Is it my imagination or is the entire White House on Prozac as of late? Don’t get me wrong, with every disclosure of a prominent and successful depressive, I dance the Macarena. But I’m just wondering if by going into politics, you are guaranteed to have some couch time with a therapist and a time-out every now and then to a “retreat house” full of psychiatrists, massage therapists, and yoga instructors.
We’ve known about the psychiatric problems of some political leaders for awhile–Abraham Lincoln (depression), Theodore Roosevelt (bipolar disorder), and Winston Churchill (bipolar disorder) to name a few.
But recently many more have spoken publicly or written honestly about their struggles with depression: Douglas Duncan (Maryland’s Montgomery County Executive), Lynn Rivers (former US House of Representative from Michigan, and the first member of the House to publicly discuss emotional problems), Tipper Gore, and Kitty Dukakis.

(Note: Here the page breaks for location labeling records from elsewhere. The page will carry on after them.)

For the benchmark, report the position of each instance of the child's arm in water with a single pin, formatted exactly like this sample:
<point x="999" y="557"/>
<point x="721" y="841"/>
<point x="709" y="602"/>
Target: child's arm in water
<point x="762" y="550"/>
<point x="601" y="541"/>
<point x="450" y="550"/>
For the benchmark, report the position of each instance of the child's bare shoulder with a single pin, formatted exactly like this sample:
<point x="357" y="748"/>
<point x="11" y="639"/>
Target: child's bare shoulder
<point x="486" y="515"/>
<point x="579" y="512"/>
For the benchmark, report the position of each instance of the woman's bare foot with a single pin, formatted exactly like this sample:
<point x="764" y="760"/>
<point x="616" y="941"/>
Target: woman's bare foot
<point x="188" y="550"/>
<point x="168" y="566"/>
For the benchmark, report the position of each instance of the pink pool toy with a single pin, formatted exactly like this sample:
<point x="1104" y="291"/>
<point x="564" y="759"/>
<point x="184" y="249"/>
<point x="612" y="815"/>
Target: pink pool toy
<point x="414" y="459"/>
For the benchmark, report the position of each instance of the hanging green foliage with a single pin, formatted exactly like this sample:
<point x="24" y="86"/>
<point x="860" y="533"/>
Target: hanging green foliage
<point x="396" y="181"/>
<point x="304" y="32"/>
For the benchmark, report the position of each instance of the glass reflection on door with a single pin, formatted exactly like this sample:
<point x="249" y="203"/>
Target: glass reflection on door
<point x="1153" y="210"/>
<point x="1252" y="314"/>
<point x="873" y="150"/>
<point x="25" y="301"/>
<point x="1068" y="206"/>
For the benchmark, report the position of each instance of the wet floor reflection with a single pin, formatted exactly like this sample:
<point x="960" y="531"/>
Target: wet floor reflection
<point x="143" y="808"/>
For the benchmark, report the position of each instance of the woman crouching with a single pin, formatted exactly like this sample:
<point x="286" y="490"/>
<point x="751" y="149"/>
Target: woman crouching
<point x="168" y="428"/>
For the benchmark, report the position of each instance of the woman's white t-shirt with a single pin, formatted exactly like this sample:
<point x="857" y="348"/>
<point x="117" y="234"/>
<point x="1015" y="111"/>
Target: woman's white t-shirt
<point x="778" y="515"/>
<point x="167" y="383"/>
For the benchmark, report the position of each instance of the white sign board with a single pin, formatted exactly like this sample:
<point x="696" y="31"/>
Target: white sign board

If you think I’m exaggerating the connection between politics and mood disorders, consider a study by psychiatrists at the Duke University Medical Center published in the Journal of Nervous and Mental Disease: of the 37 presidents researched (from 1789 to 1974), 18 (or 49 percent) were found to suffer a mental illness of some form, with depression as the most prevalent disorder, occurring at a rate of 24 percent. (I suspect the authors didn’t want to analyze the most current presidents for fear of, um, upsetting them.) At least 10 of the presidents were affected by episodes while in office, with symptoms interfering with their performance. (Does that make me feel better or worse?) Presidential mental illness does not seem to have caused any national calamities (given today’s mess, I might question that).
Here we go:
Franklin Pierce (depression), John Adams (bipolar), James Madison (depression), Calvin Coolidge (hypochondria, depression and social phobia—poor guy), Thomas Jefferson (social phobia), Ulysses Grant (social phobia), Lyndon Johnson (bipolar), John Quincy Adams (depression), Rutherford Hayes (depression), Woodrow Wilson (depression), Herbert Hoover (depression), and Dwight Eisenhower (depression).
In a “Washington Post” article published last year, reporter Neely Tucker compared the public’s reaction to Montgomery County Executive Douglas Duncan who dropped out of the Maryland governor’s race because of clinical depression to the stigma about mental illness in 1972, when U.S. Senator Tom Eagleton got dumped from the vice presidential spot on the ballot after word got out that he had undergone ECT (or electroconvulsive therapy).
Arguing that the public’s attitude toward mental illness is much more accepting these days, Tucker cited the examples of Florida Governor Lawton Chiles–who was elected to two terms as governor after he admitted he was treating his depression with Prozac–and Representative Patrick Kennedy, who was voted back to office (with 67 percent of the vote) after disclosing his bipolar disorder.
I like these news bits because they are filled with hope and encouragement for a depressive like me. If half of our presidents have bad wiring and neurological stuff going on in their brains–not to mention all the other politicians I mentioned–and they can perform their duties, that means there is a good chance that my bipolar disorder doesn’t have to stand in the way of my dream, either.